Jefferson, «72 cm de frousse et de courage », est un hérisson sans histoire. D’ailleurs, en ce matin d’automne, il prépare son gratin de pommes avant d’aller se faire rafraichir sa coiffure signature, as houpette, au salon Défini-tif, rêvant d’avoir le courage d’inviter la nièce du propriétaire, Carole, à sortir un soir. Mais voilà, pas de Carole au salon. Juste une porte fermée, une chèvre endormie sur sa chaise et un M. Edgar étendu sur le sol, une paire de ciseaux dans le ventre. Affolé, Jefferson tente de les lui retirer… et se trouve en mauvaise posture quand la chèvre ouvre les yeux. Accusé de meurtre, en fuite, le hérisson timide devra faire preuve de courage pour suivre l’idée de son ami Gilbert le cochon et trouver le véritable coupable pour se faire innocenter. Ce qui passera par un voyage à Villebourg, au pays des humains…

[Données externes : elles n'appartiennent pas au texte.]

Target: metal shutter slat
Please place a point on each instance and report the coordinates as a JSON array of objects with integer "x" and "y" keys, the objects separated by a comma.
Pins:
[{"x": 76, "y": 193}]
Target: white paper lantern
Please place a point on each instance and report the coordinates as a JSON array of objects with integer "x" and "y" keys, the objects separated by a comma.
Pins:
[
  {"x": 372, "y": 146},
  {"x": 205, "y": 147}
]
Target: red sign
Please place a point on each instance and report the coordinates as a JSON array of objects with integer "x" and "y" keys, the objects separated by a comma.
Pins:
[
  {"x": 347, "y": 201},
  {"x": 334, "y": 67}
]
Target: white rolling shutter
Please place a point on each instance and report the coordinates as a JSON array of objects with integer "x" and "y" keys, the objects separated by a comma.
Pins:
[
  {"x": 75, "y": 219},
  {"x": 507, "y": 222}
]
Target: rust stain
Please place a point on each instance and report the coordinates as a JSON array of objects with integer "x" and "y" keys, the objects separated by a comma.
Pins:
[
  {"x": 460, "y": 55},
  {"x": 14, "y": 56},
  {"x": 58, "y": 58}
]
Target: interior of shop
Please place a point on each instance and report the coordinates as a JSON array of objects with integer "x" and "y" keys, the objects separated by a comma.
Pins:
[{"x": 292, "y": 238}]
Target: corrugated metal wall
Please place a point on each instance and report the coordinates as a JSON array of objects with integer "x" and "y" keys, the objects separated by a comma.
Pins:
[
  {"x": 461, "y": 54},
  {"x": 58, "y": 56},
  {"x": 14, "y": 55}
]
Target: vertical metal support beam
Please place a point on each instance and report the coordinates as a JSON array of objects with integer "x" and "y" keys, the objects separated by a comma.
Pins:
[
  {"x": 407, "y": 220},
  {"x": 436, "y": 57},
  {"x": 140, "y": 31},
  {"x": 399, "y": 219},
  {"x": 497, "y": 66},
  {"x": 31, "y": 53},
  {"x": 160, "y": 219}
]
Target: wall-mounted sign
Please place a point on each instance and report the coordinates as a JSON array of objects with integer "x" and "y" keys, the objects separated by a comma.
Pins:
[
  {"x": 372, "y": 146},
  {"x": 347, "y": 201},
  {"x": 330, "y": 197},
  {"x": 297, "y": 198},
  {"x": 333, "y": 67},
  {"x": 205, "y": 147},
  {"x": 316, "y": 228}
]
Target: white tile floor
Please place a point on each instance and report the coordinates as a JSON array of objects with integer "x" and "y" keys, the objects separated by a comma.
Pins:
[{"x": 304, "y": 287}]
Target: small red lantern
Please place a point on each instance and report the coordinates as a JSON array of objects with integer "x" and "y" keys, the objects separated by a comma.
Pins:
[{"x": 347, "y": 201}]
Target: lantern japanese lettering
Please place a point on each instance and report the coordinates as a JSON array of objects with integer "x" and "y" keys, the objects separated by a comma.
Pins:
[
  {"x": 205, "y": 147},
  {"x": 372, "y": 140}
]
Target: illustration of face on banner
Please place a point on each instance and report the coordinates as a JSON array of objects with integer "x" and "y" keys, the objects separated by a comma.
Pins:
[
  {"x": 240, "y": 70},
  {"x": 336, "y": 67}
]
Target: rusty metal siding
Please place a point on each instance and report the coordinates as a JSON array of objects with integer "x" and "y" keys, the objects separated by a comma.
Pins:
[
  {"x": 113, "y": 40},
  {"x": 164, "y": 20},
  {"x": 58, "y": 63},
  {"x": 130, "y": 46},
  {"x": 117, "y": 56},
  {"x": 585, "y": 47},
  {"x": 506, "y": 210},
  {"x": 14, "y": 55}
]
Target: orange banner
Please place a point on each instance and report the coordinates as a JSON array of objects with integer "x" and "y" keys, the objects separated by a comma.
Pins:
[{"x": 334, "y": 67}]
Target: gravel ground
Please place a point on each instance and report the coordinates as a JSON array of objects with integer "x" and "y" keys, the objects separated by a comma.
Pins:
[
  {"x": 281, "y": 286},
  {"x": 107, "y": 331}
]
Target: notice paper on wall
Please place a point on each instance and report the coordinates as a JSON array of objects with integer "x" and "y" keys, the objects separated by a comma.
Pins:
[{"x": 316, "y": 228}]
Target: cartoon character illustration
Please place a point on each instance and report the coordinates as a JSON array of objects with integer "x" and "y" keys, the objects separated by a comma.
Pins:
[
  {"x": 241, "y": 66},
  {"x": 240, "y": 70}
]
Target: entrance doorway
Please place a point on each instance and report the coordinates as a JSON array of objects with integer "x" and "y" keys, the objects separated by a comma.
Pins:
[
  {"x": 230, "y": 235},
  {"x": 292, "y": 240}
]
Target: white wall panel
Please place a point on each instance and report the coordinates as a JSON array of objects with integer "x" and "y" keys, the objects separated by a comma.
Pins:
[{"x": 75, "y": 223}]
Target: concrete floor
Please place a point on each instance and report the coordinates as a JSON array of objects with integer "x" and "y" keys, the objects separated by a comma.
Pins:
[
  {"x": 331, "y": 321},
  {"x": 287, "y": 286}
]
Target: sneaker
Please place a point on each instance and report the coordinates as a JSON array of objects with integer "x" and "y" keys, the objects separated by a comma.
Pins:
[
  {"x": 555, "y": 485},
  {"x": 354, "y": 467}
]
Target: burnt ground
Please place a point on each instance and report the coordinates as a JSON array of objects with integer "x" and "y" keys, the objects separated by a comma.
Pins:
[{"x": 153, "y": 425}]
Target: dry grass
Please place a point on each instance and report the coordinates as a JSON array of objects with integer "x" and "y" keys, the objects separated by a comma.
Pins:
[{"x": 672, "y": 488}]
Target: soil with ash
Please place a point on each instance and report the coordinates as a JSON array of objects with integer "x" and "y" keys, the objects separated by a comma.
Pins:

Jean-Claude Mourlevat signe un livre atypique avec ce roman qui allie mystère, enquête, psychologie et solidarité. En suivant les aventures de Jefferson et Gilbert, le lecteur avance peu à peu vers le thème central du roman, le rapport des humains aux animaux, et découvre que c’est en fait un livre engagé que ce petit polar ! Parsemé des illustrations en noir et blanc d’Antoine Ronzon, qui nous permettent de mieux visualiser tous ces personnages, le récit est captivant!
Il y a un peu de Zootopia dans ce roman, dans la présentation des personnages, dans leur façon d’être si « humains » dans leur petite ville. Jefferson le hérisson timide, M. Edgar le blaireau coiffeur, Gilbert le cochon en attente d’aventures… et puis il y a ce meurtre et on change de registre. S’inscrivant dans un tour guidé leur permettant de de rapprocher des principaux suspects, deux humains ayant détalé de la scène de crime, Jefferson et Gilbert découvrent Villebourg en même temps que les lecteurs. C’est une ville humaine où les animaux comme eux sont des créatures curieuses… d’autant plus qu’à Villebourg, on mange toujours de la viande.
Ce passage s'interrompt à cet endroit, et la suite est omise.